Kärst U, Suetin S, Friedrich C G
J Bacteriol. 1987 May;169(5):2079-85. doi: 10.1128/jb.169.5.2079-2085.1987.
In Alcaligenes eutrophus, the formation of the hydrogenases and of five new peptides is subject to the hydrogenase control system. Of these, the B peptide was purified to homogeneity. This protein (Mr, 37,500) was composed of two identical subunits (Mr, 18,800). Antibodies against the B protein were used for its quantification by rocket immunoelectrophoresis. About 4% of the total protein consisted of the B protein; its molar ratio to the NAD-linked hydrogenase was about 4:1. The B protein appeared to be associated with the NAD-linked hydrogenase, as shown by gel filtration analysis with Sephadex G-200. The B protein was not detected in cells that had not expressed the hydrogenase proteins or that lacked the genetic information of the hydrogen-oxidizing character; it was also not detected in Tn5 insertional mutants that were unable to form soluble hydrogenase antigens. Immunochemical analysis of other species and genera than A. eutrophus revealed that only strains able to form a NAD-linked hydrogenase also formed B-protein antigens. The B protein is not required for the catalytic activity of soluble hydrogenase in vitro; its function is at present unknown.

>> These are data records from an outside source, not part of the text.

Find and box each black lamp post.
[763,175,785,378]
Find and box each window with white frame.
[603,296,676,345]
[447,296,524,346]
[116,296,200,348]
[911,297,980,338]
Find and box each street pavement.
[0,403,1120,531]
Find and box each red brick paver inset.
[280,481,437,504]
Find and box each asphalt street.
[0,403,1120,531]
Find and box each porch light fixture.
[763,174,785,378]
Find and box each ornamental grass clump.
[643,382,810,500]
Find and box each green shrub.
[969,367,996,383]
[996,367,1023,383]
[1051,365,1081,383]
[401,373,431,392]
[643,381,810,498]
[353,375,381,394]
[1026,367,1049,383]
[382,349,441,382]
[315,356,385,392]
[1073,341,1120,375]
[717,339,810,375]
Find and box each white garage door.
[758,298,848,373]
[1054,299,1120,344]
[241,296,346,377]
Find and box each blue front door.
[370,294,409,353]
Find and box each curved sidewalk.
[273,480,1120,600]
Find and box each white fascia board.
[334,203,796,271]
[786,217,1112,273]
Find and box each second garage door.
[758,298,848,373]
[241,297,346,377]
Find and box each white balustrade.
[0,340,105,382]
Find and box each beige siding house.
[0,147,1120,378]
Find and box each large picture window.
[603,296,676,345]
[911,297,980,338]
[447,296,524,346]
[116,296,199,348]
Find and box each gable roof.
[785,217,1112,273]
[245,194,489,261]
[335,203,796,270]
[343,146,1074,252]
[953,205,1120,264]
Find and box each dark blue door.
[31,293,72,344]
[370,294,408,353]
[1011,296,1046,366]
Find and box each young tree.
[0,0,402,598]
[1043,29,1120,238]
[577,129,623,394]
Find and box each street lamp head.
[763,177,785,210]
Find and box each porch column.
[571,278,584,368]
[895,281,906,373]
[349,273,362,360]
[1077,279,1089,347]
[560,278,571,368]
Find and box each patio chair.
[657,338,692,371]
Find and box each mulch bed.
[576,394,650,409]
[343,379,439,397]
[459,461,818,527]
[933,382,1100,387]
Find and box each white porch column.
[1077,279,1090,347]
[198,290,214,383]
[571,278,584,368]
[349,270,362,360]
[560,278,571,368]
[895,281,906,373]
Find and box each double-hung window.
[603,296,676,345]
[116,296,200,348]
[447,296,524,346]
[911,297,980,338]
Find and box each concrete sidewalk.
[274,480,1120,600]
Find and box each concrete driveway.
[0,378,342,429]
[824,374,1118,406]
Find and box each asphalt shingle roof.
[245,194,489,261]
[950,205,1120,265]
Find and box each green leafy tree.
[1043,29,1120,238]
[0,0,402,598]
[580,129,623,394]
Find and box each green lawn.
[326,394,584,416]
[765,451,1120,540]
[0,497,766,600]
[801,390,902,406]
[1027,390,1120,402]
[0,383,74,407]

在真养产碱菌中,氢化酶和五种新肽的形成受氢化酶控制系统的调控。其中,B肽被纯化至同质。该蛋白质(分子量为37,500)由两个相同的亚基(分子量为18,800)组成。针对B蛋白的抗体用于通过火箭免疫电泳对其进行定量。总蛋白中约4%由B蛋白组成;其与NAD连接的氢化酶的摩尔比约为4:1。如用葡聚糖凝胶G-200进行的凝胶过滤分析所示,B蛋白似乎与NAD连接的氢化酶相关。在未表达氢化酶蛋白或缺乏氢氧化特性遗传信息的细胞中未检测到B蛋白;在无法形成可溶性氢化酶抗原的Tn5插入突变体中也未检测到。对除真养产碱菌之外的其他物种和属的免疫化学分析表明,只有能够形成NAD连接的氢化酶的菌株也形成B蛋白抗原。B蛋白在体外对可溶性氢化酶的催化活性不是必需的;其功能目前尚不清楚。